Ночь не наступит | страница 7




Париж, авеню Гренель, д. 79 —
девять часов вечера

Он прочел донесение, только что полученное из Лондона, и взял из стопки чистый лист бумаги с водяным знаком Меркурия. Начал писать:

«Ваше Превосходительство,

милостивый государь Максимилиан Иванович.

Имею честь доложить, что в Бюро съезда Российской социал-демократической рабочей партии в Лондоне избрано 5 человек:

1) От большевиков Ленин.

2) От меньшевиков Дан.

3) От поляков Тышко.

4) От бундовцев Виницкий-Медем и

5) от латышей Азис (кажется, Озоль — член Государственной думы).

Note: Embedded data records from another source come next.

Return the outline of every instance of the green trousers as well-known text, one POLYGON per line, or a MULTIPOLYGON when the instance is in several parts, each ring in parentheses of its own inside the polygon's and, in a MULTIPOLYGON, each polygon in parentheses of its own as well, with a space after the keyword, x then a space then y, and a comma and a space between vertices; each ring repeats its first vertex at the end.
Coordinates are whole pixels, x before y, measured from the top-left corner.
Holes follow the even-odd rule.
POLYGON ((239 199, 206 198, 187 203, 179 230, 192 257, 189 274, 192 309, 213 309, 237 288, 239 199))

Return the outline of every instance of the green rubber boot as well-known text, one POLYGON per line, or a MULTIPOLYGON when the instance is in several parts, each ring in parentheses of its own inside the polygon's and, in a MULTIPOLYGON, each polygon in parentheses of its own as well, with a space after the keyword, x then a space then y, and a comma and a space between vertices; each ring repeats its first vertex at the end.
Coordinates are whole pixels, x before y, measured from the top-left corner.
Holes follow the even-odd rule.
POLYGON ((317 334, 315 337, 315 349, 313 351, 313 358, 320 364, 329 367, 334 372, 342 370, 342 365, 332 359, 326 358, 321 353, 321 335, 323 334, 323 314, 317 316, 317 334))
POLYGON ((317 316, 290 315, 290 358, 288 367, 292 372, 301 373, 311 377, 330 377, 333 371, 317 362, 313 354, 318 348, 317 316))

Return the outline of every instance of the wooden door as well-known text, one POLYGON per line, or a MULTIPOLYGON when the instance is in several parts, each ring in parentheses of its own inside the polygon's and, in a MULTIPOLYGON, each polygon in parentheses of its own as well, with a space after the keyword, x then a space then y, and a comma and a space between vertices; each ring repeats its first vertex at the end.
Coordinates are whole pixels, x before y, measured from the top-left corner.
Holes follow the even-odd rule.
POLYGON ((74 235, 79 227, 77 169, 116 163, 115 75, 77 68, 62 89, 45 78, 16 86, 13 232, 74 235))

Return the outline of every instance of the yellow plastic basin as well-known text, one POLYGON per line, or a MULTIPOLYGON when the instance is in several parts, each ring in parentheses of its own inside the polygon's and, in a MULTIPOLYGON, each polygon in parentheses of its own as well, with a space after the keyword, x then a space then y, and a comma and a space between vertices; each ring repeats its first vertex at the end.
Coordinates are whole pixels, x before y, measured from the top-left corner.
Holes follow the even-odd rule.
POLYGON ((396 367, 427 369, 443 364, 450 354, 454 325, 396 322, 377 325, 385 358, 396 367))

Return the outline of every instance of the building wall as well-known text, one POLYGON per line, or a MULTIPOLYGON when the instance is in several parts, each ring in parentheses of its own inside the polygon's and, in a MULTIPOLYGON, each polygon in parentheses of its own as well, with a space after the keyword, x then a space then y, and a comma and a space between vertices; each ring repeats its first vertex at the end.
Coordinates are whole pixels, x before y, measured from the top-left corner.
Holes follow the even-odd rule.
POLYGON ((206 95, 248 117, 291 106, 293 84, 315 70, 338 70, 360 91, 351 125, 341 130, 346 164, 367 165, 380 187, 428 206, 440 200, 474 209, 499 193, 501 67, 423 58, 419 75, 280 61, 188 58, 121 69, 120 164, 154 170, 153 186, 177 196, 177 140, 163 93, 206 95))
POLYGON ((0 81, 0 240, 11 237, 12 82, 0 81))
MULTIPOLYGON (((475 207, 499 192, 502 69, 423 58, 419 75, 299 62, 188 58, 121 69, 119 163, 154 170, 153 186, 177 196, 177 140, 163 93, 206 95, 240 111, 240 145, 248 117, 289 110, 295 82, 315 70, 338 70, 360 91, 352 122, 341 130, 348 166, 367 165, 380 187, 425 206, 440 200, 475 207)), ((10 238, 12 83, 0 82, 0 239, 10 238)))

Первое заседание, 13 мая[2], ушло всецело на выборы бюро...

Второе заседание происходило 14 мая...

Третье заседание происходило 15 мая...

Из ораторов выступали: от большевиков Ленин... от меньшевиков Плеханов, Мартов, Мартынов, Троцкий...

...Ленин — самый блестящий оратор на съезде. Стоит он на крайне революционной точке зрения, говорит с необыкновенным жаром и захватывает даже своих противников. Он крайне резко разбил все доводы и оправдания меньшевиков и очень резко ответил Троцкому и центру за их метание от одной стороны к другой, за их шатания и нерешительность и предлагал всем присоединиться к резолюции большевиков...

Получены сведения, что Центральный Комитет находится без средств. Он хотел послать Максима Горького к кое-каким английским богачам достать взаймы 25 тысяч рублей, но Горький отказался иметь дело с меньшевистским Центральным Комитетом. Большевики также находятся без денег, но они должны получить из Петербурга от Никитича, и, кроме того, их поддерживает Горький.

Я выеду на день или два в Лондон для помощи агентуре.

Заведывающий заграничного агентурою...»

Он внимательно перечитал текст донесения и аккуратно вывел свою подпись: «Гартинг».


Петербург, Выборгская сторона, Арсенальная ул., дом Пахомовых —
десять часов вечера

— Вы к дедушке? — пропел голосок в сенях.

Пригнув голову, чтобы не задеть за притолоку, в горницу вошел парень. Его куртка с петлицами железнодорожника была в масляных пятнах и отсвечивала угольной пылью, въевшейся в сукно.

— Хювяя илтаа, дедуска Захара! — парень поставил на пол чемоданчик и протянул поднявшемуся навстречу старику обе руки.

— Добрый вечер, Эйвар, — с теплом в голосе ответил старик. — Все в порядке?

— Кюлля... Да, — юноша показал на чемоданчик. — Здесь двести стук «Пролетарий» номер сестнадцать. Остальные на багазной станции, вот квитанция. Больсой тюцок.

Парень был белобрысый, широколицый. И если бы не этот характерный финский акцент — ни за что бы не отличить его от русака.